Gesa Olkusz: Legenden

„Familie, sagte er, man kann ihr einfach nicht entkommen“

In einer Schneenacht in Berlin trifft Filbert auf Mae, und sie verlieben sich, einfach so. Zwei Wochen später jedoch reist Filbert überstürzt nach Kanada, um dort nach seinem Großvater Stanis zu suchen, den er eigentlich für tot hielt – verraten von seinem Nachbarn Erich Mühlenthal, abtransportiert, hingerichtet. Doch das ist nur eine jahrzehntelang aufrechterhaltene Lüge. Die Wahrheit aufzudecken, ist aber gar nicht so einfach, denn erst einmal findet Filbert nur den Jungen Aureliusz, der in einer stillgelegten Fabrik eine Kutsche bauen will, um Stanis’ größten Fehler auszubessern – in der Vergangenheit. Und während Mae seine Träume träumt, verliert sich Filbert zunehmend in den verrückten Geschichten, die längst vergangen oder vielleicht nur erfunden sind.

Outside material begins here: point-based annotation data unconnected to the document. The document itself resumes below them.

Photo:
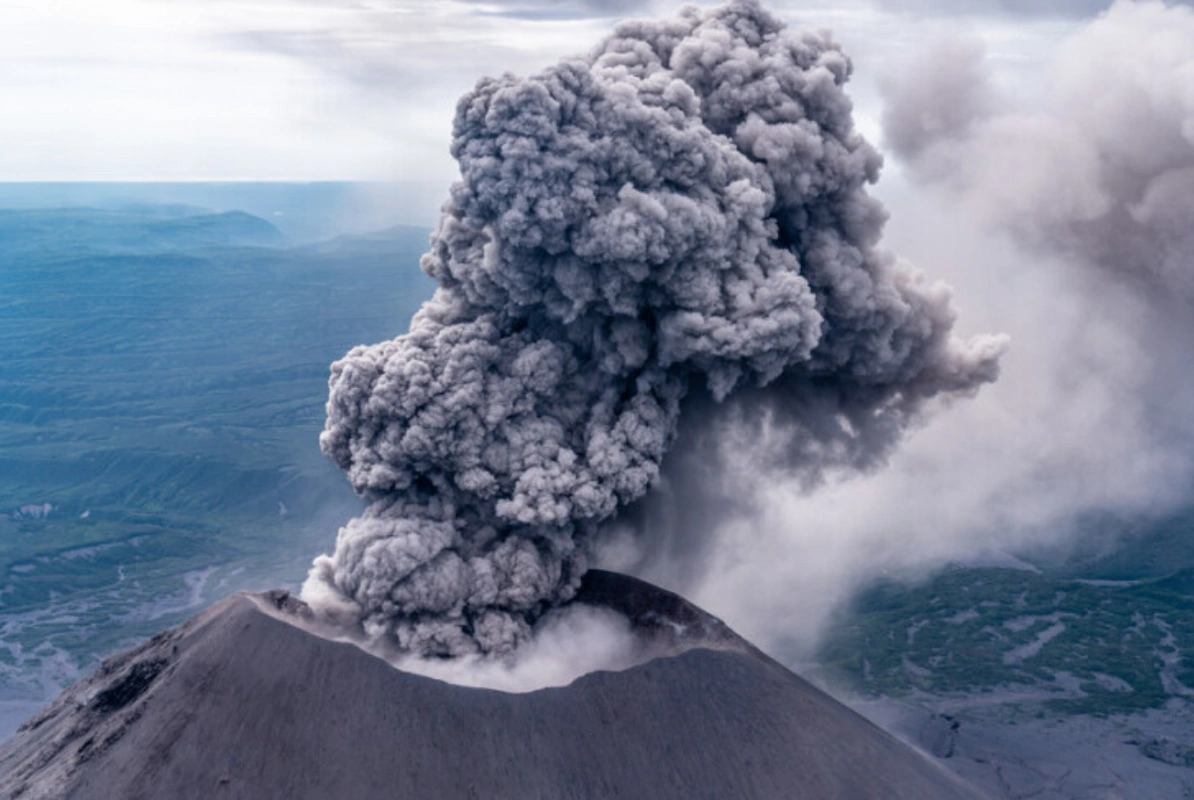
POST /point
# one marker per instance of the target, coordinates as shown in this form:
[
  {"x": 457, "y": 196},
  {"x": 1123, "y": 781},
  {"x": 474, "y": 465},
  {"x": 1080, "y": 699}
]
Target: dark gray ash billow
[{"x": 676, "y": 220}]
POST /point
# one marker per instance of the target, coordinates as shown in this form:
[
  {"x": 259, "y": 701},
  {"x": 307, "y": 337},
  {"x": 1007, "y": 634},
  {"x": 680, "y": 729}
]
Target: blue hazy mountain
[
  {"x": 303, "y": 211},
  {"x": 162, "y": 379}
]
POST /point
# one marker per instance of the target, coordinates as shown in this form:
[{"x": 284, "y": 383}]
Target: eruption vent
[{"x": 678, "y": 216}]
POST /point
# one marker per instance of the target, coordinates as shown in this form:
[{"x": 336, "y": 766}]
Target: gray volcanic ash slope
[{"x": 241, "y": 702}]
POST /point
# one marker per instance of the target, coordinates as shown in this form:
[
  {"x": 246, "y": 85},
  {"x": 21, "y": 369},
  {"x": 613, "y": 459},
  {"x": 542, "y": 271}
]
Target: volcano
[{"x": 244, "y": 701}]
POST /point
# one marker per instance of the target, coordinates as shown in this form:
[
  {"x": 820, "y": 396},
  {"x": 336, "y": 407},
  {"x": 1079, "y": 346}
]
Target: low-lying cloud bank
[{"x": 1064, "y": 219}]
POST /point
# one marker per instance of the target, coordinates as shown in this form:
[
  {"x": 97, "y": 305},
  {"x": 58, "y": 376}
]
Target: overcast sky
[{"x": 364, "y": 90}]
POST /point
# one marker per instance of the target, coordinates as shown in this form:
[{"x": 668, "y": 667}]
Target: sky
[{"x": 311, "y": 90}]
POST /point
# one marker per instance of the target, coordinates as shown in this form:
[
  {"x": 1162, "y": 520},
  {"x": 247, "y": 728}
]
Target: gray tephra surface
[{"x": 238, "y": 702}]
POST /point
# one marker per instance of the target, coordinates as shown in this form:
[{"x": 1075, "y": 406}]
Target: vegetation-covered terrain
[
  {"x": 1102, "y": 635},
  {"x": 164, "y": 373}
]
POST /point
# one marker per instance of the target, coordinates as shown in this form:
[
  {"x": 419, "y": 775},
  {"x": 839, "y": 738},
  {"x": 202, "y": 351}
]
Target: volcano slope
[{"x": 244, "y": 702}]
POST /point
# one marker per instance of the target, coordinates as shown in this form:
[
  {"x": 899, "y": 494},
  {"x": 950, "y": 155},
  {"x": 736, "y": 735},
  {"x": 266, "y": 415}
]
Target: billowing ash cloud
[
  {"x": 1101, "y": 168},
  {"x": 676, "y": 221}
]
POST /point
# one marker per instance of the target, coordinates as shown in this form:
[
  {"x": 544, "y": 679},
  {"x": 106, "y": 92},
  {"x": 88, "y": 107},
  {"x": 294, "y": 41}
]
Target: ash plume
[
  {"x": 1100, "y": 168},
  {"x": 670, "y": 233}
]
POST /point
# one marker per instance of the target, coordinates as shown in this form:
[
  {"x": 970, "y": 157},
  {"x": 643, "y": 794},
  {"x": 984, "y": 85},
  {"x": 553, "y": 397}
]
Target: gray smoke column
[{"x": 678, "y": 217}]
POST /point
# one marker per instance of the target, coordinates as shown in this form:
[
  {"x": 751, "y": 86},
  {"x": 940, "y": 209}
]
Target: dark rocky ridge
[{"x": 241, "y": 702}]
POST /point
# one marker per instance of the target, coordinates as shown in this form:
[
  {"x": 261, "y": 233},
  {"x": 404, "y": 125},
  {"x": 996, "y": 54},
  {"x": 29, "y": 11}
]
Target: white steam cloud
[
  {"x": 1101, "y": 170},
  {"x": 666, "y": 237},
  {"x": 1064, "y": 217}
]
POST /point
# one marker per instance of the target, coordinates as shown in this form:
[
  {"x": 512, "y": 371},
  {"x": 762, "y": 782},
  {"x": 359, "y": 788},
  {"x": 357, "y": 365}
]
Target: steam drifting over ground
[{"x": 666, "y": 238}]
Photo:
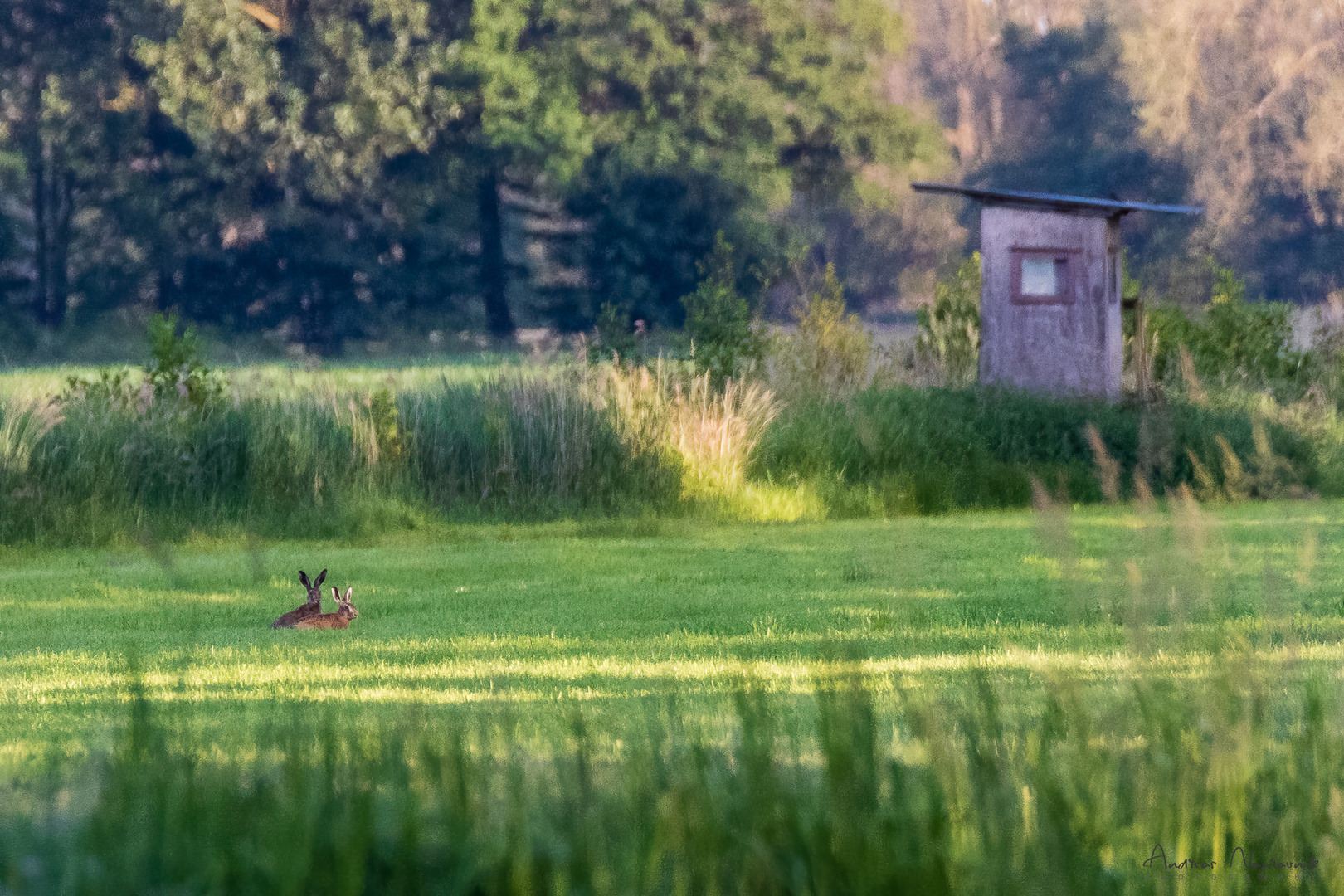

Es gibt Bücher, die machen überhaupt keinen Sinn, und gut sind sie trotzdem. Dazu gehört Legenden, der Debütroman der jungen deutschen Autorin Gesa Olkusz. Ich habe mich mit diesem Buch abends ins Bett gelegt, um noch ein bisschen reinzuschmökern – und hatte es 90 Minuten später in einem Rutsch von vorn bis hinten ausgelesen. Und das, obwohl es sehr kompliziert und höchst merkwürdig ist! Und das, obwohl mich sehr komplizierte und höchst merkwürdige Bücher für gewöhnlich schon aus Prinzip wahnsinnig anstrengen! Aber Gesa Olkusz hat mich gepackt, niedergerungen und gefesselt mit ihrer vielschichten Story und mit ihrer exaltierten, kapriziösen Sprache. Ein Beispiel: „Durch den Aureliusz eilt, über den Dorfplatz, seine Orientierung funktioniert einwandfrei, sein Instinkt ist getränkt von goldener Lava.“ Da denkt man doch eigentlich: Wtf?! Aber schön klingt es trotzdem.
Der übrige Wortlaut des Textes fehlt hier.